Individualizing Security and Hunting Threats at Scale


April 14, 2023

Professors Lan and Venkataramani

In an increasingly interconnected world dependent on technology, two ECE researchers are developing a way to keep computer systems safer from would-be hackers with a new approach that would eliminate security loopholes before they can be exploited. ECE Professors Tian Lan and Guru Venkataramani collaborate on a $1.47M grant from the Office of Naval Research titled: “DIALECT: Communication Protocols Customization via Feature Diagnosis, Lacing, Elimination, Cross-grafting, and Trimming”, to study how customized software packages could individualize security in cyber systems by customizing their protocols which would in turn reduce security risks and foster a more resilient system. While software programs are consistently releasing new updates, new loopholes are inadvertently created as the size of the system swells. Standardized versions of common software, like Microsoft Word or Adobe Flash Player, are running on countless machines, which gives potential aggressors the possibility to inflict widespread damage if hackers discover a backdoor into such widely used software systems. Prof. Lan and Prof. Venkataramani believe system security could be improved with customized versions of essential software that only includes features a specific user or company needs. Prof. Venkataramani and Prof. Lan are developing a way to use machine learning to comb through these kinds of software to detect which parts are being used and which are not. From there, they will be able to create customized packages that cut out redundancies and unused features.
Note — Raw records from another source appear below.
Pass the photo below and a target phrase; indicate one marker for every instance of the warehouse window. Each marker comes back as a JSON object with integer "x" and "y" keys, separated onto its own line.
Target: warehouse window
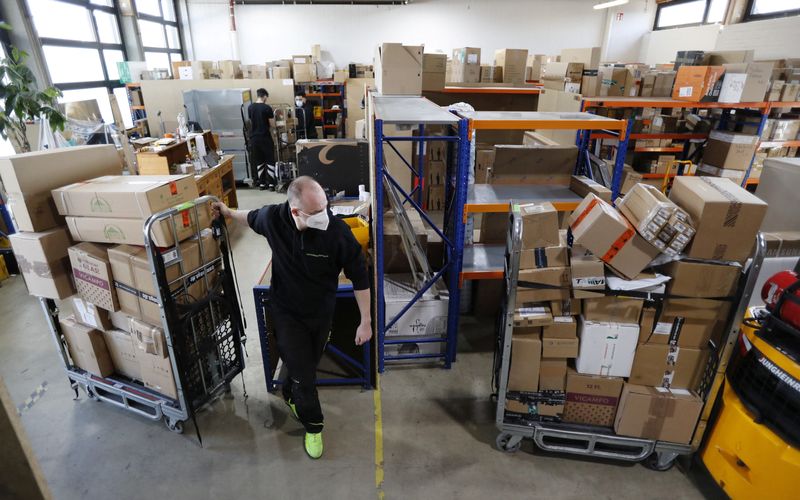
{"x": 765, "y": 9}
{"x": 81, "y": 43}
{"x": 680, "y": 13}
{"x": 160, "y": 31}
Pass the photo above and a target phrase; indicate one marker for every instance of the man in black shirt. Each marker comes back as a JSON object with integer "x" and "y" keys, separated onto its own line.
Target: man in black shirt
{"x": 262, "y": 147}
{"x": 306, "y": 128}
{"x": 310, "y": 247}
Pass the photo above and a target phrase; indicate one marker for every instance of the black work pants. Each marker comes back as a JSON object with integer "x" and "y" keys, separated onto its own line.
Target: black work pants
{"x": 301, "y": 343}
{"x": 262, "y": 153}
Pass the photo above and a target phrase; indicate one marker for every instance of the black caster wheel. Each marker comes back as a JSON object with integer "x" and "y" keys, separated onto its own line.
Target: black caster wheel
{"x": 508, "y": 443}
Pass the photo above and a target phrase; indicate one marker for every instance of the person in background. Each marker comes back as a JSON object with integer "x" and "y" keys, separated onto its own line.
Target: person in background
{"x": 262, "y": 146}
{"x": 310, "y": 247}
{"x": 306, "y": 128}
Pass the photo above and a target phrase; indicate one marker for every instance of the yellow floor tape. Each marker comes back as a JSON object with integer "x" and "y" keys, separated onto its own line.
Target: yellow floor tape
{"x": 376, "y": 398}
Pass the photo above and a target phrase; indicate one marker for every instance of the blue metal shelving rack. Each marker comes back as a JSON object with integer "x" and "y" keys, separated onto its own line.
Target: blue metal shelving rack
{"x": 419, "y": 112}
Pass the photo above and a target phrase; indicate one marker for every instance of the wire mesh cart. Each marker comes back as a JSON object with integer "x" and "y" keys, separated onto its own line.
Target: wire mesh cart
{"x": 200, "y": 316}
{"x": 355, "y": 372}
{"x": 549, "y": 433}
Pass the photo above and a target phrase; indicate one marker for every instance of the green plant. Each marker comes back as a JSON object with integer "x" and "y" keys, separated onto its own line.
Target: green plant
{"x": 21, "y": 101}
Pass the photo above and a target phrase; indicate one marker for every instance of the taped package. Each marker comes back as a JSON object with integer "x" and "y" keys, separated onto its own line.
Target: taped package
{"x": 660, "y": 221}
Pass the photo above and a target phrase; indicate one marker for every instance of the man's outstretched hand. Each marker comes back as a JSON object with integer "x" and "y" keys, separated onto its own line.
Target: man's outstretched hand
{"x": 364, "y": 333}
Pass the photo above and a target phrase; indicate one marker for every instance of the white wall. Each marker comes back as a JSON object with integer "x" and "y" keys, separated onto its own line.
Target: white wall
{"x": 349, "y": 33}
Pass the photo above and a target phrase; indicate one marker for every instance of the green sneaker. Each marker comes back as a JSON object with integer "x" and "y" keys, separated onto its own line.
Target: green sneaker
{"x": 292, "y": 408}
{"x": 313, "y": 444}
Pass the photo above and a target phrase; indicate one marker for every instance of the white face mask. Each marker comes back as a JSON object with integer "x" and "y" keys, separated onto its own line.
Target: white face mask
{"x": 317, "y": 221}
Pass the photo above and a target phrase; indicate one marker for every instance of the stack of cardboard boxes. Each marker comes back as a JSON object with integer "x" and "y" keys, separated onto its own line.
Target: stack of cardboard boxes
{"x": 634, "y": 358}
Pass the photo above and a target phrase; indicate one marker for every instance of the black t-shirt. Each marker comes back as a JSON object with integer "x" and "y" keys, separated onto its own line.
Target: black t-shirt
{"x": 306, "y": 264}
{"x": 260, "y": 114}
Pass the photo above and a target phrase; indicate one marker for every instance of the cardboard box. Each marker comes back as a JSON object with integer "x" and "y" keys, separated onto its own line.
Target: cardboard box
{"x": 157, "y": 373}
{"x": 591, "y": 399}
{"x": 130, "y": 231}
{"x": 43, "y": 260}
{"x": 698, "y": 83}
{"x": 701, "y": 280}
{"x": 134, "y": 282}
{"x": 427, "y": 317}
{"x": 398, "y": 69}
{"x": 726, "y": 217}
{"x": 539, "y": 225}
{"x": 433, "y": 71}
{"x": 552, "y": 374}
{"x": 606, "y": 349}
{"x": 745, "y": 82}
{"x": 87, "y": 348}
{"x": 668, "y": 366}
{"x": 90, "y": 315}
{"x": 615, "y": 309}
{"x": 539, "y": 164}
{"x": 562, "y": 327}
{"x": 28, "y": 179}
{"x": 730, "y": 150}
{"x": 92, "y": 272}
{"x": 513, "y": 62}
{"x": 582, "y": 185}
{"x": 532, "y": 316}
{"x": 466, "y": 65}
{"x": 526, "y": 353}
{"x": 123, "y": 353}
{"x": 124, "y": 196}
{"x": 559, "y": 348}
{"x": 597, "y": 226}
{"x": 657, "y": 413}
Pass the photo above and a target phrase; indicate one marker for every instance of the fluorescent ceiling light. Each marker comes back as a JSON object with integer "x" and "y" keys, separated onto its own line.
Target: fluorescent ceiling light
{"x": 612, "y": 3}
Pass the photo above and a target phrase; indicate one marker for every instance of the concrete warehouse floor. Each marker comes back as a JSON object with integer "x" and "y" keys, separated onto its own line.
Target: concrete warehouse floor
{"x": 438, "y": 429}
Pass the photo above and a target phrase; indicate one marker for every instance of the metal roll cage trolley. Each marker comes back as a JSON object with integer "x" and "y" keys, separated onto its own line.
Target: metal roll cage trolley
{"x": 588, "y": 440}
{"x": 204, "y": 335}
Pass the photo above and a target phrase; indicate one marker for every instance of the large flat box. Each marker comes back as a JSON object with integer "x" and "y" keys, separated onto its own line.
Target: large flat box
{"x": 745, "y": 82}
{"x": 698, "y": 83}
{"x": 92, "y": 272}
{"x": 591, "y": 399}
{"x": 427, "y": 317}
{"x": 606, "y": 349}
{"x": 730, "y": 150}
{"x": 466, "y": 65}
{"x": 43, "y": 260}
{"x": 663, "y": 365}
{"x": 131, "y": 231}
{"x": 701, "y": 279}
{"x": 123, "y": 353}
{"x": 526, "y": 353}
{"x": 582, "y": 185}
{"x": 87, "y": 348}
{"x": 89, "y": 314}
{"x": 124, "y": 196}
{"x": 541, "y": 164}
{"x": 552, "y": 374}
{"x": 133, "y": 280}
{"x": 615, "y": 309}
{"x": 560, "y": 348}
{"x": 539, "y": 225}
{"x": 398, "y": 69}
{"x": 28, "y": 179}
{"x": 433, "y": 71}
{"x": 513, "y": 62}
{"x": 726, "y": 217}
{"x": 657, "y": 413}
{"x": 599, "y": 227}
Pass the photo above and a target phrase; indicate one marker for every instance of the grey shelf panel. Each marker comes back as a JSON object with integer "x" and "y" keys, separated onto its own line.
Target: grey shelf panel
{"x": 411, "y": 110}
{"x": 484, "y": 258}
{"x": 492, "y": 194}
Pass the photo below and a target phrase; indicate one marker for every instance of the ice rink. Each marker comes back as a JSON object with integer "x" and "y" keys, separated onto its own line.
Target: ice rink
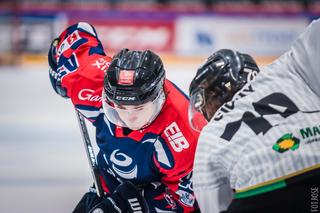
{"x": 43, "y": 165}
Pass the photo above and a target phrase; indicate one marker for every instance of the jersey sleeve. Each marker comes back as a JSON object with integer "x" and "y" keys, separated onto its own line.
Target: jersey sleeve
{"x": 306, "y": 55}
{"x": 180, "y": 141}
{"x": 81, "y": 64}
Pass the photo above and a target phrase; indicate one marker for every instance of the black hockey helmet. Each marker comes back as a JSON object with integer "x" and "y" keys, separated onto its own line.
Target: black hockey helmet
{"x": 223, "y": 74}
{"x": 134, "y": 77}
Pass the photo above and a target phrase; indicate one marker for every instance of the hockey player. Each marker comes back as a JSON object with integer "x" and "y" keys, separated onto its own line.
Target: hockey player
{"x": 260, "y": 148}
{"x": 141, "y": 121}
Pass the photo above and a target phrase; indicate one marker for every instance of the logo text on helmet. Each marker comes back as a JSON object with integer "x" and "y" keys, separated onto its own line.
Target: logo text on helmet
{"x": 126, "y": 77}
{"x": 87, "y": 94}
{"x": 176, "y": 138}
{"x": 101, "y": 64}
{"x": 68, "y": 42}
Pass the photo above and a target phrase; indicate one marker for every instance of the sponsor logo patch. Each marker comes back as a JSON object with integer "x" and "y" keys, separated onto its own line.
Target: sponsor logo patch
{"x": 126, "y": 77}
{"x": 286, "y": 142}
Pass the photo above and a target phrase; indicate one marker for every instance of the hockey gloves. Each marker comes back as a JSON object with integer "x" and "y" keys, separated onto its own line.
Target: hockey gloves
{"x": 86, "y": 203}
{"x": 126, "y": 198}
{"x": 54, "y": 75}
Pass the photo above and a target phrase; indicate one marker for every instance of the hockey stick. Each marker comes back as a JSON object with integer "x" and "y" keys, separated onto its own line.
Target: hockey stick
{"x": 90, "y": 154}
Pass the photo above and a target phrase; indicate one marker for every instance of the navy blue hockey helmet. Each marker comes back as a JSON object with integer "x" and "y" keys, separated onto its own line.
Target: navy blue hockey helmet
{"x": 134, "y": 77}
{"x": 133, "y": 93}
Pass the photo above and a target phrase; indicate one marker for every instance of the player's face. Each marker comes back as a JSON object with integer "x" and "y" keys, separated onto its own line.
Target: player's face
{"x": 136, "y": 117}
{"x": 133, "y": 116}
{"x": 203, "y": 105}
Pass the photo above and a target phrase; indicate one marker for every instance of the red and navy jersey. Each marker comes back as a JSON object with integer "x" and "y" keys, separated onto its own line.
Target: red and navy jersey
{"x": 158, "y": 158}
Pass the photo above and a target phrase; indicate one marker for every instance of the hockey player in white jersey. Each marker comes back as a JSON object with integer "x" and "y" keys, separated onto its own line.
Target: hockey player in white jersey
{"x": 260, "y": 148}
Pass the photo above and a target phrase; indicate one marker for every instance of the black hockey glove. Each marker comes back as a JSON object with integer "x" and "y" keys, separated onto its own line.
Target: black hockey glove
{"x": 54, "y": 75}
{"x": 89, "y": 200}
{"x": 126, "y": 198}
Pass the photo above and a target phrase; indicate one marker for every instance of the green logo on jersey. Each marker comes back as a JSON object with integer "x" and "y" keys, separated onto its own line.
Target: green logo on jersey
{"x": 286, "y": 142}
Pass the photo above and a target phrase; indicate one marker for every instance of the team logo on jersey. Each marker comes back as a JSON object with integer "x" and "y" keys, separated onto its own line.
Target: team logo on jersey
{"x": 185, "y": 191}
{"x": 123, "y": 165}
{"x": 286, "y": 142}
{"x": 175, "y": 137}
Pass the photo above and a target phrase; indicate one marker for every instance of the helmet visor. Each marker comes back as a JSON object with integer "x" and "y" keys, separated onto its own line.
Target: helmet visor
{"x": 133, "y": 116}
{"x": 196, "y": 119}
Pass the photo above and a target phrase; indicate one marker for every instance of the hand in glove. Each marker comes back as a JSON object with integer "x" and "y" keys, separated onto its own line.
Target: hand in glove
{"x": 54, "y": 75}
{"x": 126, "y": 198}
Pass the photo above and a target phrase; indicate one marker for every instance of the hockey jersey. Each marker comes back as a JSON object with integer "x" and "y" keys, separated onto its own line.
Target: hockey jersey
{"x": 269, "y": 132}
{"x": 158, "y": 158}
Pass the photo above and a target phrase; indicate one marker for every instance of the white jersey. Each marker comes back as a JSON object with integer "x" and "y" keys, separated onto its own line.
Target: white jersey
{"x": 270, "y": 130}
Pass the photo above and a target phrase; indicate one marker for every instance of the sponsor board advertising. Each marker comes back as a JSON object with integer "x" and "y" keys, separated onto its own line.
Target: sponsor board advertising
{"x": 261, "y": 36}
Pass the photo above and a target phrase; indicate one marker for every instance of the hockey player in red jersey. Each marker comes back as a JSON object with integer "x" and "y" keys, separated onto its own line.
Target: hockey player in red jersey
{"x": 141, "y": 122}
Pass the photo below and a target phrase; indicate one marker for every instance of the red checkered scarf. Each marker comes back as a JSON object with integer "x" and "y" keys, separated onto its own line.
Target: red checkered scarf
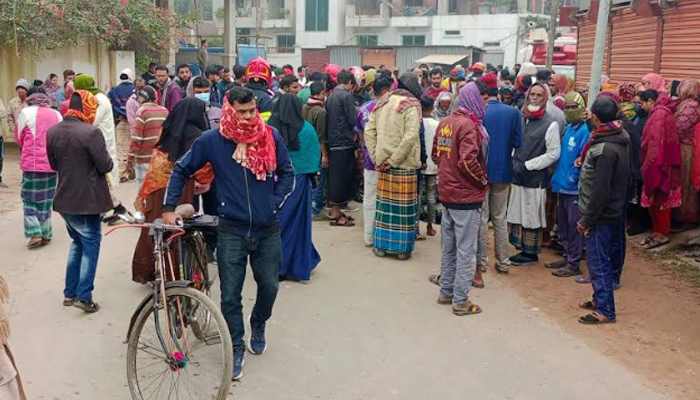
{"x": 256, "y": 144}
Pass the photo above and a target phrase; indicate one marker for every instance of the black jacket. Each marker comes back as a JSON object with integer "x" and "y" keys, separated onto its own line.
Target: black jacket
{"x": 77, "y": 151}
{"x": 342, "y": 117}
{"x": 605, "y": 179}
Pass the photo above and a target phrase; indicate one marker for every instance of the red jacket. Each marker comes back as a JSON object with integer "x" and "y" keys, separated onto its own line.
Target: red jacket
{"x": 457, "y": 151}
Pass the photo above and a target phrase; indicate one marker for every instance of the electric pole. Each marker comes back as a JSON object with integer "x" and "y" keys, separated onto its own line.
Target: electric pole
{"x": 601, "y": 33}
{"x": 553, "y": 13}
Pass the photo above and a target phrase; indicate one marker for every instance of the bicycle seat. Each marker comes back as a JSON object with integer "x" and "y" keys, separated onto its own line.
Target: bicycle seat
{"x": 201, "y": 223}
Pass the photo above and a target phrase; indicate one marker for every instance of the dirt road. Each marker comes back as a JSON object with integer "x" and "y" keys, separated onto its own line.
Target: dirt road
{"x": 365, "y": 328}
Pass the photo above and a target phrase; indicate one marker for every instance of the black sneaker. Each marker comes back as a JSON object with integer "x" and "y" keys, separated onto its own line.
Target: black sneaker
{"x": 87, "y": 306}
{"x": 524, "y": 259}
{"x": 257, "y": 344}
{"x": 238, "y": 362}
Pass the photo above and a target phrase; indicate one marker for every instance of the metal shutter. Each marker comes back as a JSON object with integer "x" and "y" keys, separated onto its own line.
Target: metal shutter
{"x": 377, "y": 57}
{"x": 680, "y": 52}
{"x": 584, "y": 52}
{"x": 315, "y": 59}
{"x": 633, "y": 46}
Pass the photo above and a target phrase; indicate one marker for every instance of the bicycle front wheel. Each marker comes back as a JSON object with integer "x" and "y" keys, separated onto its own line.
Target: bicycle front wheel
{"x": 196, "y": 365}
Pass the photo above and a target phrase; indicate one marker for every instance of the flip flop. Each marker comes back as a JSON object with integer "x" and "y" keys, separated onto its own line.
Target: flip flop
{"x": 348, "y": 222}
{"x": 595, "y": 318}
{"x": 652, "y": 244}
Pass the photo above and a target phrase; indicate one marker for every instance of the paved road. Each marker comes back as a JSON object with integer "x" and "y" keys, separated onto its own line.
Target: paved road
{"x": 364, "y": 328}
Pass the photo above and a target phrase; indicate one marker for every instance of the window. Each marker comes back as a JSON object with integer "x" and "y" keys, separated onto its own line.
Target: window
{"x": 204, "y": 8}
{"x": 243, "y": 35}
{"x": 414, "y": 40}
{"x": 317, "y": 15}
{"x": 452, "y": 7}
{"x": 285, "y": 43}
{"x": 367, "y": 40}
On a related research theme, Professor Howie Huang’s Graph Computing Lab (GLab) takes a holistic approach for modeling and analyzing users and machines in enterprise networks. His research aims to analyze the dynamics of the networks to identify cyberattacks as they happen and prevent new ones from happening. Professor Huang and his students are designing and developing novel graph-based machine learning systems, to not only manage the big data generated by these networks, but more importantly, to understand the contextual and causal relationships between entities and events in such networks. Professor Huang’s lab currently works on the CHASE (Cyber Hunting At Scale) project, sponsored by the Defense Advanced Research Projects Agency (DARPA). Innovating at the intersection of algorithms, systems, and applications, Prof. Huang and his students aim to enable knowledge mining and extraction on top of large-scale networks, delivering critical, actionable knowledge to stakeholders in real time. The outcomes of his DARPA project are innovative methods for precise and effective threat detection in enterprise networks. Prof. Huang believes that ultimately his research efforts will lead to new paradigms in AI, machine learning, cybersecurity, and more.